8.5 Program Block: parameters
The variables declared in the parameters
program block correspond directly to the variables being sampled by Stan’s samplers (HMC and NUTS). From a user’s perspective, the parameters in the program block are the parameters being sampled by Stan.
Variables declared as parameters cannot be directly assigned values. So there is no block of statements in the parameters
program block. Variable quantities derived from parameters may be declared in the transformed parameters
or generated quantities
blocks, or may be defined as local variables in any statement blocks following their declaration.
There is a substantial amount of computation involved for parameter variables in a Stan program at each leapfrog step within the HMC or NUTS samplers, and a bit more computation along with writes involved for saving the parameter values corresponding to a sample.
Constraining Inverse Transform
Stan’s two samplers, standard Hamiltonian Monte Carlo (HMC) and the adaptive No-U-Turn sampler (NUTS), are most easily (and often most effectively) implemented over a multivariate probability density that has support on all of \(\mathbb{R}^n\). To do this, the parameters defined in the parameters
block must be transformed so they are unconstrained.
In practice, the samplers keep an unconstrained parameter vector in memory representing the current state of the sampler. The model defined by the compiled Stan program defines an (unnormalized) log probability function over the unconstrained parameters. In order to do this, the log probability function must apply the inverse transform to the unconstrained parameters to calculate the constrained parameters defined in Stan’s parameters
program block.

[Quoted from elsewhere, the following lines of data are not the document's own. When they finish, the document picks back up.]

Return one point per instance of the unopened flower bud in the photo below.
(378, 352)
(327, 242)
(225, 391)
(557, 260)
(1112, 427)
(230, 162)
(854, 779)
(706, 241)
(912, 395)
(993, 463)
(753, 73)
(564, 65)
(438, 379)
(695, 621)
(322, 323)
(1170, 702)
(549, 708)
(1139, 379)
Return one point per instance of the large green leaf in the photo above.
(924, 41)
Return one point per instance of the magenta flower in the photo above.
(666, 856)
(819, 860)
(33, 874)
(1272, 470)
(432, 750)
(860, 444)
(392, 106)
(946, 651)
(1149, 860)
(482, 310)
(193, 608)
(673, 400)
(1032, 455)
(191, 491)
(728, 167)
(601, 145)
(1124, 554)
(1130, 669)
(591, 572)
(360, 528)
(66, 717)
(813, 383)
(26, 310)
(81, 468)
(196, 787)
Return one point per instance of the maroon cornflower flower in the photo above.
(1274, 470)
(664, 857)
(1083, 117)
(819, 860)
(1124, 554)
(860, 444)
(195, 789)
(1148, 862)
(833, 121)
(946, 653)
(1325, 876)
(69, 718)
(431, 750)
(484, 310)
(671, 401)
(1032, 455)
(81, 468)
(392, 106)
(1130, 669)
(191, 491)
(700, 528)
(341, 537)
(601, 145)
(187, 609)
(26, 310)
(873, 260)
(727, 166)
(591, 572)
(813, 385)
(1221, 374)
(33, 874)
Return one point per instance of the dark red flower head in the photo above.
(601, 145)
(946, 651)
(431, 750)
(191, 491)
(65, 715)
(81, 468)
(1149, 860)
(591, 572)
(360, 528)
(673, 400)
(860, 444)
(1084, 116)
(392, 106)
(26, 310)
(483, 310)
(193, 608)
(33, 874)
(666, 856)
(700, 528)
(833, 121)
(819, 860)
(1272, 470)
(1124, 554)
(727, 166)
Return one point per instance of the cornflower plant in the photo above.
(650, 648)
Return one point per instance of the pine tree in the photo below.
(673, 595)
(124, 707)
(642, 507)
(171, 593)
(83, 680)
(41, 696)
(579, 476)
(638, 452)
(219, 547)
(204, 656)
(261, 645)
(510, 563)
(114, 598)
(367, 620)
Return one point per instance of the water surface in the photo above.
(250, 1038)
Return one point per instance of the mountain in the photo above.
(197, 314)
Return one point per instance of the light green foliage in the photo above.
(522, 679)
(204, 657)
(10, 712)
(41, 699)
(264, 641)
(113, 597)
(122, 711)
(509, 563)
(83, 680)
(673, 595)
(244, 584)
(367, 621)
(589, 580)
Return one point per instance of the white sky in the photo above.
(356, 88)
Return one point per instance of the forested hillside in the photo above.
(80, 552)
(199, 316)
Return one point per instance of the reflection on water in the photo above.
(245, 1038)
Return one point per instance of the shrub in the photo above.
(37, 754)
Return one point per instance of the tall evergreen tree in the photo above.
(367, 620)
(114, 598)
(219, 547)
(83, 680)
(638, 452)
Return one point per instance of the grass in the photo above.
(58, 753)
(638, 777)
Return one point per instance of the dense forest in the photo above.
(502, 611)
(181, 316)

The log Jacobian of the inverse transform is then added to the accumulated log probability function. This then allows the Stan model to be defined in terms of the constrained parameters.
In some cases, the number of parameters is reduced in the unconstrained space. For instance, a \(K\)-simplex only requires \(K-1\) unconstrained parameters, and a \(K\)-correlation matrix only requires \(\binom{K}{2}\) unconstrained parameters. This means that the probability function defined by the compiled Stan program may have fewer parameters than it would appear from looking at the declarations in the parameters
program block.
The probability function on the unconstrained parameters is defined in such a way that the order of the parameters in the vector corresponds to the order of the variables defined in the parameters
program block. The details of the specific transformations are provided in the variable transforms chapter.
Gradient Calculation
Hamiltonian Monte Carlo requires the gradient of the (unnormalized) log probability function with respect to the unconstrained parameters to be evaluated during every leapfrog step. There may be one leapfrog step per sample or hundreds, with more being required for models with complex posterior distribution geometries.
Gradients are calculated behind the scenes using Stan’s algorithmic differentiation library. The time to compute the gradient does not depend directly on the number of parameters, only on the number of subexpressions in the calculation of the log probability. This includes the expressions added from the transforms’ Jacobians.
The amount of work done by the sampler does depend on the number of unconstrained parameters, but this is usually dwarfed by the gradient calculations.
Writing Draws
In the basic Stan compiled program, there is a file to which the values of variables are written for each draw. The constrained versions of the variables are written in the order they are defined in the parameters
block. In order to do this, the transformed parameter, model, and generated quantities statements must also be executed.